There are currently some missing features, traits that should be implemented, and probably a few bugs to sniff out. I don't have an exact roadmap yet, but for now I'll put a few notes here about what needs to be done.

• It doesn't really have a name. I was thinking of calling it moz maybe? Unsure, open to suggestions on this.

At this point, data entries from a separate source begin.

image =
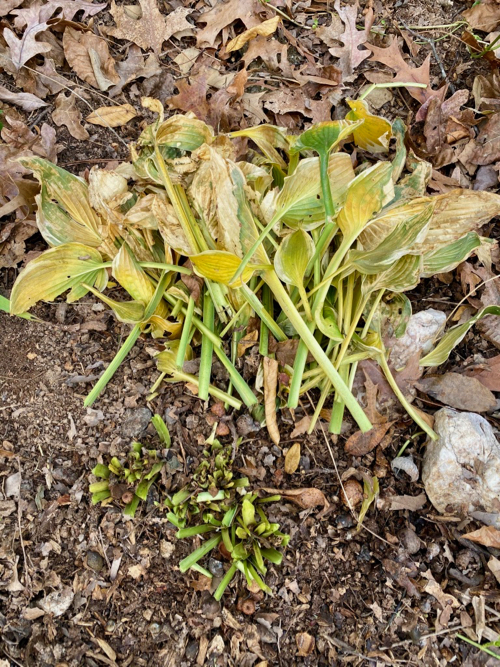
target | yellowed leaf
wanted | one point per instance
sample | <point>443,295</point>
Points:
<point>112,116</point>
<point>292,458</point>
<point>264,29</point>
<point>305,498</point>
<point>270,382</point>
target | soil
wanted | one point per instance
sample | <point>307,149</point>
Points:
<point>341,595</point>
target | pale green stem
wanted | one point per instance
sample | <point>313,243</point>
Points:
<point>128,344</point>
<point>281,295</point>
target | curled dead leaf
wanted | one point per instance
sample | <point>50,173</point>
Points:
<point>292,458</point>
<point>361,443</point>
<point>486,535</point>
<point>305,498</point>
<point>112,116</point>
<point>305,644</point>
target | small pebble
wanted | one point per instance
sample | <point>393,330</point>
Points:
<point>411,541</point>
<point>95,561</point>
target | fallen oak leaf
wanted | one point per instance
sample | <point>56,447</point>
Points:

I don't know if I want to put this on crates.io, but if I was going to it would need a unique name.
• The crate's approach to iterators needs to be evaluated, as I feel like some iterators can be improved, some better naming conventions can be used, and there are probably certain useful iterators that are straight up missing.
• There are currently no tests, so one big task I need to do is write a full set of tests for all the constructors, methods, iterators, and trait implementations to make sure everything works correctly and to prevent future breaking changes.
• In addition to tests, I would like to fill out the documentation more, with more explanations of methods, # Example sections to show how to use them (and act as doc tests), and more clear documentation of which functions can panic and under which circumstances.
• Many essential std traits are likely not implemented yet that should be, and there are also probably traits that the library should be supplying that I have not discovered yet.
• Maybe GridBuf's backing store should maybe be driven by a custom trait, or wrapper type, to make it more flexible. Not sure yet.
• I may want more grid implementations, such as a HashMap-backed grid, a sparse grid, or other useful features like that.
• I haven't written no-std stuff before, but I feel like a no-std version of this library could be possible, so I'd need to do some looking into that.